Denver-based Boom Supersonic is strengthening its strategic partnership with Rescale to leverage the power of cloud high-performance computing (HPC) for design and optimization of its new supersonic passenger jet, the company said.

The commercial supersonic aircraft, Concorde, was envisioned in the 1960s for next-generation, high-speed intercontinental travel, but was retired due to high operating costs in 2003 after Airbus could no longer source parts, a rare backwards step in technology progress.

After fourteen years, Boom is reigniting the dream of supersonic travel with its updated XB-1 supersonic demonstrator.

The design phase leverages Rescale´s turnkey cloud HPC platform. Boom uses computational fluid dynamics (CFD) and finite element analysis running on a powerful computer infrastructure to run thousands of simulations at each stage of the design.

Boom´s product development cycle is almost entirely simulation-driven, employing the Rescale platform from initial high-level concept down to the detailed design of items such as the variable geometry engine intakes.

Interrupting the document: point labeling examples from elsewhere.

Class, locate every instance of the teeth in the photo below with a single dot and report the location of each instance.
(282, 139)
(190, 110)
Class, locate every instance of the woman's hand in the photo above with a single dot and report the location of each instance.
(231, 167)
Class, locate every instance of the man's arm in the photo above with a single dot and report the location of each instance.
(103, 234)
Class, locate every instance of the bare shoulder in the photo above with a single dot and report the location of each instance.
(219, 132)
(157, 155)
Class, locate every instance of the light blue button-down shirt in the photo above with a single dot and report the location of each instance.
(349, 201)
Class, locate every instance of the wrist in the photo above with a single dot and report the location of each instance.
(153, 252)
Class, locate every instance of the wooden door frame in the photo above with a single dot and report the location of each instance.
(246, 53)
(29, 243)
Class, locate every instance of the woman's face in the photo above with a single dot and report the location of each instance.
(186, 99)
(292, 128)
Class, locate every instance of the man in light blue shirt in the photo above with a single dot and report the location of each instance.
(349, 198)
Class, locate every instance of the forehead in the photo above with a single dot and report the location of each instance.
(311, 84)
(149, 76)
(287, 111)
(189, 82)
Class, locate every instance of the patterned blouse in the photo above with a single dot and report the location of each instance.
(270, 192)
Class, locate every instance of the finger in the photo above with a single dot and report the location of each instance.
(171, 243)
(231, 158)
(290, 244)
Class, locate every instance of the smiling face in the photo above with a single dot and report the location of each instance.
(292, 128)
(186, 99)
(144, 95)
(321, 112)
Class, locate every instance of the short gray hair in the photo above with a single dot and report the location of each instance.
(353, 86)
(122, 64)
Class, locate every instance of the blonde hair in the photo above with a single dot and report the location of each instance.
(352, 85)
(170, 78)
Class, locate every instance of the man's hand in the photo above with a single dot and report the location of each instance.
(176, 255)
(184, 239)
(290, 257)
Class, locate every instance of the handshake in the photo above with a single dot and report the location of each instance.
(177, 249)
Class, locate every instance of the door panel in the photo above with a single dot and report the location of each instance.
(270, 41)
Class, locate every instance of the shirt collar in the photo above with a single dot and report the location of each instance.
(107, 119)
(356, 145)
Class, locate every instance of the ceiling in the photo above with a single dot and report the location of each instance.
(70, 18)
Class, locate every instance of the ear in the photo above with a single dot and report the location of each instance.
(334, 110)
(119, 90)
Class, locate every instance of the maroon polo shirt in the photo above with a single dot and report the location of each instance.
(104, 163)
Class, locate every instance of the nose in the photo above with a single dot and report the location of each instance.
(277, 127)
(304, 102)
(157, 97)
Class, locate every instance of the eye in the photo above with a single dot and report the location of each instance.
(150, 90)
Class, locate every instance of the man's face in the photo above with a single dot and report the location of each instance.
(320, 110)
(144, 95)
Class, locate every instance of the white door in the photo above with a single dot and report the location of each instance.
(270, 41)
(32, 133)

Using flight simulators, pilots are testing various flight conditions and helping to refine requirements in a continuous loop with simulation. The approach is leading to a huge amount of data being generated across several complex simulation tools, but by working with the Rescale development team Boom is helping Rescale develop efficient data management workflows.

With a recent USD 33M Series A round of funding, Boom is building its XB-1 demonstrator aircraft now.

Boom Supersonic is a Denver-based startup dedicated to removing the barriers to experiencing the planet, starting by building a Mach 2.2 airliner economical enough to operate with business-class fares.

Boom is backed by venture capital firms such as 8VC, RRE, Lightbank, Y Combinator, and Caffeinated Capital, as well as angel investors including Sam Altman, Paul Graham, and Greg McAdoo.

Rescale provides enterprise big computing power on the multi-cloud.